I therefore conclude that, so far, if eliminating leprosy or polio are morally laudable goals, then so is eliminating genetically based causes of human suffering such as Huntingdon’s Chorea. That one set of conditions is genetically based and the other not makes no moral difference here. So if the two sorts of case are morally different, then this must be because there is some other difference between the two than simply the fact that one consists in genetically based conditions and the other not.

Disability and Identity

The difference which is said to count is one that often arises—though of course it need not—from one condition’s being genetically based and the other not, even if it does not consist simply in that fact. Rather, it is this: some people’s sense of identity is mediated through what others see as their disability; and so a negative evaluation of the condition which is that ‘disability’ is perceived as a negative evaluation of themselves. That appears to be the logical construction underpinning, for instance, some deaf people’s wish to have children who are also deaf, as in the widely publicised case of Sharon Duchesneau and Candy McCullough in 2002 (BBC, 2002). To bring a deaf child into the world, it is claimed, and thus to enlarge the community of the deaf, is a means of asserting and defending one’s identity as a deaf person. [It is also claimed that as a deaf couple, ‘they would make better parents to a deaf child, because they would be better able to guide them’ (BBC 2002): but this is a separate argument and one that seems to me empirically controversial.] This might be an entirely reasonable position—given, what is another factual matter, that it is indeed the case that Duchesneau’s and McCullough’s view of their own identity, as well as that of others in the deaf community concerning both this couple and themselves, as in at least considerable part consisting in their being deaf people. I shall take it then that this does in fact represent the views, and the feelings, of those concerned.
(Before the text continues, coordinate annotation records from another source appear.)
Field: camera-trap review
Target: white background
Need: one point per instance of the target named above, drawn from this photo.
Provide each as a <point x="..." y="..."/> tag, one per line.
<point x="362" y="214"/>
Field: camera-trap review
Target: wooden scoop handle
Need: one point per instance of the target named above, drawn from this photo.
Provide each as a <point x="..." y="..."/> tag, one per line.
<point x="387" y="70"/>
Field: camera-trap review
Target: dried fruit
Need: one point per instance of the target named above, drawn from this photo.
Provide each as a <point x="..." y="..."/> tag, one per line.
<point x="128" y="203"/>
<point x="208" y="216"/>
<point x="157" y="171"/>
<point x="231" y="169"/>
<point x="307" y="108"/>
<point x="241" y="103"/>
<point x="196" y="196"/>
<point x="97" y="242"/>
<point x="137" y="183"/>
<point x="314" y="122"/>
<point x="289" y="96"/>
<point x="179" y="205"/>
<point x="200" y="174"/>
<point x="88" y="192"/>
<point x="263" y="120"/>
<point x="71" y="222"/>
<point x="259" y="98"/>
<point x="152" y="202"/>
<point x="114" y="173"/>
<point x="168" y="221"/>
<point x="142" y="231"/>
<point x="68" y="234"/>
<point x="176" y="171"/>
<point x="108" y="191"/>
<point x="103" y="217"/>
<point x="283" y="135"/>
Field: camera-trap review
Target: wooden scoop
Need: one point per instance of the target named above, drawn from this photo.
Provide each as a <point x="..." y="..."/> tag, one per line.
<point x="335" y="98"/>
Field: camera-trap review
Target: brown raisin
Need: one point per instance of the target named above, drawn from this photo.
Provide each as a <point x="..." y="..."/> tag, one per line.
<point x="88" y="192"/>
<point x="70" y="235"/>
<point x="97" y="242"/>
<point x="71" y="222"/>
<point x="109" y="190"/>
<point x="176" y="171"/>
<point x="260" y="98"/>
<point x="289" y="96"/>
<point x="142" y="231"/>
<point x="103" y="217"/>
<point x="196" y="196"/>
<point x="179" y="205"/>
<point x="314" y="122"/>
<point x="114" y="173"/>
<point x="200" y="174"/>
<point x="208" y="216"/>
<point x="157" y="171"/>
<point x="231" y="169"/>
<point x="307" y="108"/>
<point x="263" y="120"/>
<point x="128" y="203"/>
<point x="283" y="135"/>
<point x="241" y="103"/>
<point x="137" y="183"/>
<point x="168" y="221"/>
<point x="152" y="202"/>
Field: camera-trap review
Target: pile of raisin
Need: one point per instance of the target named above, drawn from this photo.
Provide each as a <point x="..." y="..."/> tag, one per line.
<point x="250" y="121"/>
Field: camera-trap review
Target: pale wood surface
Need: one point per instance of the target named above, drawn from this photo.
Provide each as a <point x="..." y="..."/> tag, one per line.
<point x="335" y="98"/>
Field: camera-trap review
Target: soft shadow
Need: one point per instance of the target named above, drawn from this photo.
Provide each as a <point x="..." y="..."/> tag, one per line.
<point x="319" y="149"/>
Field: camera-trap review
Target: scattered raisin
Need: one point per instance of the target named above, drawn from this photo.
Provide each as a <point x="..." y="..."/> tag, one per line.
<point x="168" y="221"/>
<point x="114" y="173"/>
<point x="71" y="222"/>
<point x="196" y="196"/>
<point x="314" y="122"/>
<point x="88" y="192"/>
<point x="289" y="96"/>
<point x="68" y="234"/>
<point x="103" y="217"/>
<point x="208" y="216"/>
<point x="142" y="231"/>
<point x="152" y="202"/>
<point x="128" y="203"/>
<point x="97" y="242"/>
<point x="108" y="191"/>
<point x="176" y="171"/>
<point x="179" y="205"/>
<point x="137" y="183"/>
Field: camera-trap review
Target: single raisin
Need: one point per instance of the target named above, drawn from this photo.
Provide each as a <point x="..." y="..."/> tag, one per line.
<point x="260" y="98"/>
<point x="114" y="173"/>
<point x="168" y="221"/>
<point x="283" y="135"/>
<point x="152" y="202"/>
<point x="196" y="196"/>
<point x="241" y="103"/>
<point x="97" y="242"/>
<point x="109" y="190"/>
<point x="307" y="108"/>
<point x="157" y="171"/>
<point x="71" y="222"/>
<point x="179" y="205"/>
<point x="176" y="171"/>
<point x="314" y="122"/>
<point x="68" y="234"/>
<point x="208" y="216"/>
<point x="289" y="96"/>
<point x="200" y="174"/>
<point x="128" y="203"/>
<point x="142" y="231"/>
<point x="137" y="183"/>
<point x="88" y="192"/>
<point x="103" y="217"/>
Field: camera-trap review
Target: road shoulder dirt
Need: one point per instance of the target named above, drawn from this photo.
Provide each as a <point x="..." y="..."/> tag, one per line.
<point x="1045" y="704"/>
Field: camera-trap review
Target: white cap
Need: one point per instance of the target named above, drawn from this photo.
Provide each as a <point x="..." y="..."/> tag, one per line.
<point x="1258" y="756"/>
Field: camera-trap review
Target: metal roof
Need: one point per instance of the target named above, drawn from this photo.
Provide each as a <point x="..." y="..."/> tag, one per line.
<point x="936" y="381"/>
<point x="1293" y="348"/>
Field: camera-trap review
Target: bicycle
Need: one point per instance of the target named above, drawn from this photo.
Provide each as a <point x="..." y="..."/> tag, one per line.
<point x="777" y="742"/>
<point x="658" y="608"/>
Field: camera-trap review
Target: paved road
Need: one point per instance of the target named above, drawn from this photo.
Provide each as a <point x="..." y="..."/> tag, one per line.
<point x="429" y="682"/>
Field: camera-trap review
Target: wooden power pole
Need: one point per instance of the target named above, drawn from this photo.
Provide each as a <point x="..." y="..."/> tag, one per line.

However, important though this is, it is not conclusive. In particular, it runs counter to two objections. First, to the objection that disabled people (and not only disabled people, of course) rightly have to their disability (or any other characteristic they happen to have) coming to be understood as their central characteristic. Second, to the objection that one’s identity should not be taken as something defined (in this case) by that disability and thus one’s being understood by others—even defined by them (however illogically)—in terms of one’s disability. As an anonymous reviewer rightly pointed out, ‘I am not … primarily a woman, even though being a woman is a necessary part of my identity’: nonetheless, it is all too common for women to be regarded primarily as women, just because being such partly constitutes their identity. If that is not how people with disabilities ought to be regarded and understood—if people are not to be ‘defined’ by their need to use a wheelchair, say, or by their suffering from spina bifida or Alzheimer’s—then it cannot be the case that a negative evaluation of their condition is also a similarly negative evaluation of who they are. Either disability is a necessary constituent of identity or it is not. If it is not, then the identity-claim regarding deafness fails to do the work required of it. If it is, then (for example) people who are deaf are to be understood primarily as such, as deaf people. That however—to say the least—undermines precisely those considerations about respecting people on which the objection to eliminating genetically based disability is fundamentally predicated.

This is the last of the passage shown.